More from the Mindset series # 8. This one is really important – and I will admit not always easy for me.
Fortunately, life gives us lots of opportunities to practice this one – which is all about “Acknowledging the Negative Thoughts” AKA the self-critic.Think of your negative thoughts as an untrained, jumping, barking dog. You can try and ignore them, tell them “no,” or turn on Netflix to tune them out, but they’ll keep hounding you until you give them some attention.That’s their job, after all — to convince you to tune in. So, once you’re aware of the negative thoughts, listen to what they have to say. Whether you’re at home or work, find a quiet place to pause and ground yourself.Close your eyes. Relax your brow. Release your jaw. Draw your shoulders up toward your ears, then roll them backward and down your spine. Open up your heart space. Take a few deep breaths deep into your low belly and ask, “Negative thoughts, why are you here?”
You may be surprised by the answer. You may think it’s about something that happened earlier in the day, yet there’s a chance that your current situation reminds you of a wound from your past that still needs to be healed, making you feel that much worse.
If you find it difficult to sit still and tune into your thoughts, that’s OK.
You might find it easier to process these emotions or thoughts by walking in nature by yourself, journaling in a stream of consciousness, or working with paints or colored pencil
Recently, I experienced a flood of negative thoughts.
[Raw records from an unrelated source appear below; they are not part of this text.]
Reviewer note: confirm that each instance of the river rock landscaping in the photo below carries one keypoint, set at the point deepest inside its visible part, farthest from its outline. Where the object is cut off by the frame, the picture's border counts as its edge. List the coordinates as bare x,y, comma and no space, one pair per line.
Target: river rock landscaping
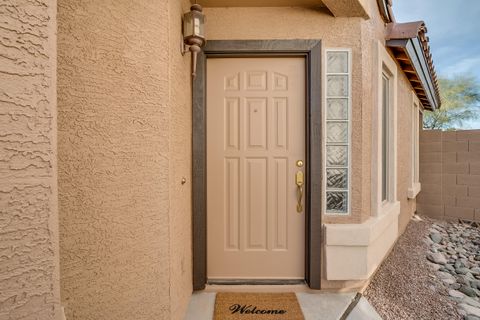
421,278
454,255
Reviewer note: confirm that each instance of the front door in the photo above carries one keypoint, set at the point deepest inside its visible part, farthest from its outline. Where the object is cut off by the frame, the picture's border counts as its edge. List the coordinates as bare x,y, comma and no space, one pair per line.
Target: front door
255,139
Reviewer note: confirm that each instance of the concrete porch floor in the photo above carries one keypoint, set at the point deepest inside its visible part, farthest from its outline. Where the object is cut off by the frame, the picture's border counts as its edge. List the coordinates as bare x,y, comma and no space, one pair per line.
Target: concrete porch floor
314,304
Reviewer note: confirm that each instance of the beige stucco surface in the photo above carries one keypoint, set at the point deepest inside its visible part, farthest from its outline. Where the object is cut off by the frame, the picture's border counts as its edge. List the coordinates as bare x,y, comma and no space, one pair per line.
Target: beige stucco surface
361,37
28,189
124,145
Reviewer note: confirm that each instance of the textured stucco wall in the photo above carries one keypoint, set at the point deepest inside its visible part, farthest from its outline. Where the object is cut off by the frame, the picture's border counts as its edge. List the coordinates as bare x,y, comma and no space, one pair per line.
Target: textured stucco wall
404,150
361,37
28,189
180,166
450,174
124,144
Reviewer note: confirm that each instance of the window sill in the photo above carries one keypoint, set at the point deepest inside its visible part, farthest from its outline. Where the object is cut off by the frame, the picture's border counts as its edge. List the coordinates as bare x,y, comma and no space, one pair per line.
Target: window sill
414,190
I found myself on
Mother’s Day back in the town where I grew up. My daughter and I decided to get bagels at a favorite place only to find a very long line. I wanted something special for breakfast – now turning into brunch as the clock ticked on and on but every restaurant was really crowded (note to self: plan ahead if you want to eat out or carry out on Mother’s Day).
I looked out the car window and saw all these people celebrating their moms and all I could think of was the decades that I didn’t get to celebrate having lost my mother when I was 9. It was like a rain storm formed in my eyes and wanted to rush down my face.
While I was grateful to be with my 15-year-old and this present
moment didn’t escape me, the pain and critical thoughts roared in my head. They kept saying. “Why didn’t my family plan anything for me this year” (long story), “maybe I don’t deserve to be honored on Mother’s Day…” “How can I really do a good job as a mom having not had one for so long?” I became really aware and acknowledged these thoughts and let them be. After all, the pain of losing someone never goes away and some days (like for me this past Mother’s Day) we get triggered and it really hurts. I needed to acknowledge the negative thoughts that came up with my sadness and pour on the empathy for myself, so I could feel the real pain. I know my critic was letting me know that I needed space to process this old pain (working on that!).
How do you do with creating space to acknowledge your self-critic. We all have one (or many!). Is it easy or hard for you to acknowledge, be and ask your negative thoughts what they are really telling you? Why are they here and what can we learn from them? Can you give yourself empathy once you acknowledge these thoughts?
I promise you – once we keep practicing these Mindset techniques in our daily life — we live in more health, joy, love — and in the moment.